Alex Weidner, Multimedia Editor

Hear me out. When I say that “Mein Kampf” is a necessary evil, I don’t mean it should exist. I don’t mean that what it spawned should have happened. I don’t mean that anything that came about because of Adolf Hitler’s outrageous sentiments should have. But in 2016, 71 years since the end of World War II, it’s necessary to remember those evils.

Since the fall of Nazi Germany, the government of Bavaria held the copyrights to the controversial book, and in January of this year, the rights were relinquished per European copyright law.

A newly annotated version of “Mein Kampf” will be the first edition available in Germany since the end of World War II. According to NBC, this new edition, “strives to understand and put into context its hateful language and ideology.” The new printing contains annotations that seek to shed new light on the atrocious views, educating readers in an effort to diminish anti-Semitic and neo-Nazi ideology.

I hope you’ve caught up to me now. Hitler’s beliefs were evil, and Germany’s laws to suppress neo-Nazism are a grand example of how to deal with the tragedy that was the Holocaust. Uses of Nazi symbolism are outlawed, as are promotion of Nazi ideology. Specifically, Holocaust denial is criminal and wildly inaccurate.

The United States Holocaust Memorial Museum outlines denial and distortion as efforts to say that facts surrounding the magnitude or existence of the Holocaust are either exaggerated or made up.
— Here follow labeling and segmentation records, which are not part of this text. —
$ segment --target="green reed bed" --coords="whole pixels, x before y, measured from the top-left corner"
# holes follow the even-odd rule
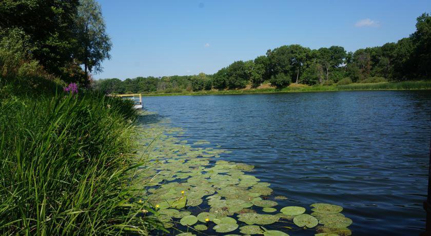
[[[131,103],[93,93],[0,102],[0,232],[145,234],[157,223],[131,204]],[[137,165],[136,165],[137,164]]]

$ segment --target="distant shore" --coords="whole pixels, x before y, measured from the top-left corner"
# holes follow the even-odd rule
[[[431,81],[403,81],[373,83],[354,83],[345,85],[314,85],[291,84],[282,89],[273,87],[225,90],[184,91],[177,93],[152,92],[142,93],[143,96],[179,96],[200,95],[243,94],[252,93],[275,93],[301,92],[319,92],[350,90],[431,90]]]

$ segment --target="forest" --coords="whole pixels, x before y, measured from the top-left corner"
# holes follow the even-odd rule
[[[431,78],[431,16],[417,19],[416,30],[397,43],[346,52],[341,46],[311,49],[298,44],[269,49],[253,60],[238,61],[213,74],[107,78],[92,86],[106,93],[181,92],[238,89],[263,83],[347,85]]]

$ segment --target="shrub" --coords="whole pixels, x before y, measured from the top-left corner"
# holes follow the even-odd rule
[[[353,82],[351,81],[351,79],[349,77],[346,77],[345,78],[343,78],[340,80],[340,81],[337,82],[337,85],[345,85],[348,84],[350,84]]]
[[[369,77],[367,78],[359,81],[358,83],[380,83],[387,82],[387,80],[383,77]]]
[[[322,85],[332,85],[334,84],[334,81],[331,80],[327,80],[323,81],[322,84]]]
[[[283,88],[289,85],[290,78],[284,73],[279,73],[276,75],[271,76],[269,82],[272,86],[275,86],[277,88]]]

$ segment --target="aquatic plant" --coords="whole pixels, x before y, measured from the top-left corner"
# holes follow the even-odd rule
[[[340,230],[340,235],[348,234],[345,233],[349,231],[346,227],[350,219],[339,213],[342,207],[315,203],[310,206],[309,214],[302,206],[286,206],[283,202],[287,198],[271,196],[270,183],[261,182],[247,173],[252,171],[254,166],[220,160],[228,152],[214,148],[206,141],[188,144],[181,137],[184,133],[181,128],[171,127],[167,121],[165,122],[146,127],[140,142],[152,149],[147,164],[151,168],[143,182],[151,193],[148,196],[148,203],[165,208],[158,211],[161,215],[164,214],[159,219],[164,221],[165,227],[174,232],[192,228],[205,233],[212,228],[220,233],[239,231],[270,236],[288,235],[262,227],[269,228],[277,223],[286,224],[284,228],[286,230],[306,227],[315,229],[318,233],[338,233],[335,232]],[[180,199],[186,200],[184,208],[179,207],[183,204],[173,204]],[[184,208],[187,211],[180,211]],[[179,224],[172,219],[175,218],[180,219]],[[201,223],[196,225],[198,222]]]

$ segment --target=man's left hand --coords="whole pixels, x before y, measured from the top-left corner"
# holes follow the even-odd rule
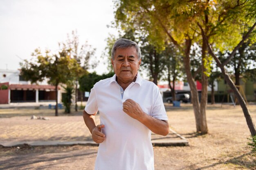
[[[145,113],[139,105],[132,99],[128,99],[123,103],[123,110],[134,119],[138,120]]]

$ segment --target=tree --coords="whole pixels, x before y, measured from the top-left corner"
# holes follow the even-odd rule
[[[77,96],[78,90],[78,79],[83,74],[86,74],[86,70],[90,67],[89,61],[94,56],[96,48],[92,48],[91,46],[88,44],[87,41],[81,46],[79,46],[79,38],[76,31],[72,31],[72,38],[67,35],[67,46],[70,51],[71,57],[76,59],[77,62],[78,67],[75,69],[74,73],[75,84],[75,110],[77,111]],[[91,66],[94,67],[97,65],[95,63]],[[82,100],[81,100],[81,102]]]
[[[203,89],[200,104],[190,65],[191,47],[193,42],[198,39],[197,31],[194,29],[196,23],[191,22],[195,17],[194,10],[192,12],[191,9],[200,9],[199,7],[201,7],[197,6],[195,2],[195,1],[117,0],[115,18],[117,24],[122,28],[131,23],[137,31],[146,31],[148,33],[150,42],[157,46],[162,46],[164,42],[168,41],[179,49],[182,54],[191,88],[197,132],[204,134],[208,132],[205,114],[207,80],[204,74],[207,72],[205,67],[207,64],[207,59],[202,57],[202,68],[199,69],[203,73],[202,74]]]
[[[66,87],[63,87],[63,88],[65,90],[65,93],[63,96],[62,102],[65,107],[65,113],[70,113],[72,94],[74,92],[74,87],[72,86],[67,85]]]
[[[27,81],[33,83],[42,81],[45,78],[49,84],[55,86],[56,106],[55,116],[58,116],[58,85],[73,80],[74,70],[78,67],[76,61],[69,55],[70,51],[63,46],[58,53],[51,54],[49,50],[45,54],[41,53],[40,48],[32,53],[30,61],[25,60],[21,63],[21,75]]]
[[[209,77],[209,86],[211,87],[211,103],[212,105],[215,104],[215,98],[214,97],[214,82],[218,81],[221,76],[221,72],[218,70],[212,72]]]
[[[232,74],[235,75],[235,85],[239,89],[240,77],[241,75],[246,75],[248,78],[252,77],[255,74],[250,68],[255,67],[256,64],[256,43],[251,44],[251,41],[248,39],[243,42],[234,54],[234,57],[227,65],[227,69],[232,70]],[[230,54],[229,50],[220,52],[218,54],[221,61],[224,61]]]
[[[182,64],[182,56],[178,50],[173,45],[166,46],[163,52],[165,57],[165,69],[167,72],[167,79],[171,89],[173,100],[176,100],[175,82],[178,78],[183,76],[183,67]],[[172,86],[171,84],[173,84]]]
[[[243,35],[241,33],[244,33],[248,26],[252,26],[256,18],[255,1],[227,0],[217,3],[215,0],[142,2],[123,0],[116,1],[116,19],[119,23],[126,21],[126,24],[130,22],[136,25],[138,29],[156,33],[160,35],[155,36],[155,39],[158,39],[158,41],[164,39],[164,36],[161,35],[165,34],[182,52],[185,70],[191,89],[197,131],[207,133],[205,111],[207,76],[210,71],[209,60],[210,57],[214,58],[214,53],[209,51],[209,44],[221,50],[232,49],[238,44]],[[237,29],[234,29],[234,26]],[[191,45],[195,42],[201,44],[202,48],[202,88],[200,105],[190,65],[190,52]],[[207,54],[207,49],[211,56]],[[232,58],[233,55],[231,53],[228,58]],[[215,58],[214,59],[216,61]],[[229,61],[229,59],[226,60],[222,63],[223,66]],[[217,63],[219,66],[219,63]],[[224,70],[222,69],[222,72],[224,73]],[[227,79],[228,77],[225,76],[225,78]],[[231,84],[230,83],[231,86]],[[243,109],[244,113],[247,112],[245,108]],[[250,122],[247,115],[245,114],[247,121],[248,119]],[[252,127],[251,123],[249,124]],[[250,131],[252,133],[251,129]]]
[[[162,54],[163,48],[159,48],[150,44],[147,39],[146,35],[141,35],[139,33],[136,33],[132,27],[127,27],[123,33],[120,33],[119,35],[120,38],[129,39],[137,42],[140,46],[141,53],[141,66],[147,71],[148,75],[153,82],[157,84],[157,81],[160,78],[164,67],[165,58]],[[115,42],[118,39],[113,35],[110,35],[107,39],[107,46],[105,48],[105,55],[107,55],[110,60],[111,55],[111,49]],[[110,64],[109,68],[112,70],[112,65]]]
[[[205,20],[211,21],[211,23],[208,23],[206,25],[203,25],[202,22],[197,23],[201,31],[203,41],[209,53],[214,59],[217,65],[220,68],[224,79],[234,92],[243,110],[251,134],[254,136],[256,135],[256,129],[249,111],[225,67],[234,58],[236,51],[249,37],[256,26],[256,3],[253,0],[238,0],[224,3],[221,5],[211,4],[211,10],[209,9],[211,7],[208,5],[207,8],[207,13],[212,13],[218,17],[213,20],[209,20],[208,15],[207,15]],[[211,31],[209,31],[209,29]],[[209,32],[214,35],[213,36],[214,41],[213,37],[209,36]],[[232,52],[226,60],[221,62],[214,52],[213,49],[214,48],[220,51],[225,48],[228,49]]]
[[[84,75],[79,79],[80,90],[81,92],[90,92],[94,85],[101,80],[112,77],[115,74],[113,72],[102,75],[97,74],[96,72]]]

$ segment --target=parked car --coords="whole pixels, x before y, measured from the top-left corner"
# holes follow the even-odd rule
[[[180,102],[185,103],[189,102],[190,98],[189,95],[186,93],[176,94],[175,97],[176,101],[180,101]],[[173,102],[173,97],[169,97],[167,98],[166,98],[166,101],[169,103]]]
Keeping “Mein Kampf” alive would be an effort to stomp out Holocaust deniers.

The point of the matter is that to say the Holocaust didn’t happen is to erase the history of millions of people. By saying that millions of people didn’t suffer, a world-shaking tragedy is made into a travesty.

Memorials, such as the United States Holocaust Memorial Museum and various concentration camp tour locations, exist to remind people of the horrors that were committed against the Jews and those who Hitler deemed unfit for society. “Mein Kampf” should be seen as a reminder of the monstrosity caused by those views, and not as a framework for people to found their own anti-Semitic sentimentalities.

By reprinting Hitler’s original message with annotations intended to explain the evil behind his thoughts and educate readers on why Hitler believed what he did, future generations can understand why the Holocaust happened. Current and future generations need this education to prevent history from repeating itself.

The memory of the Holocaust must be kept alive, with the hope that no such monstrosity happens again, that no people have to live in fear because of their ethnic or religious background, that such crimes against humanity don’t go unpunished.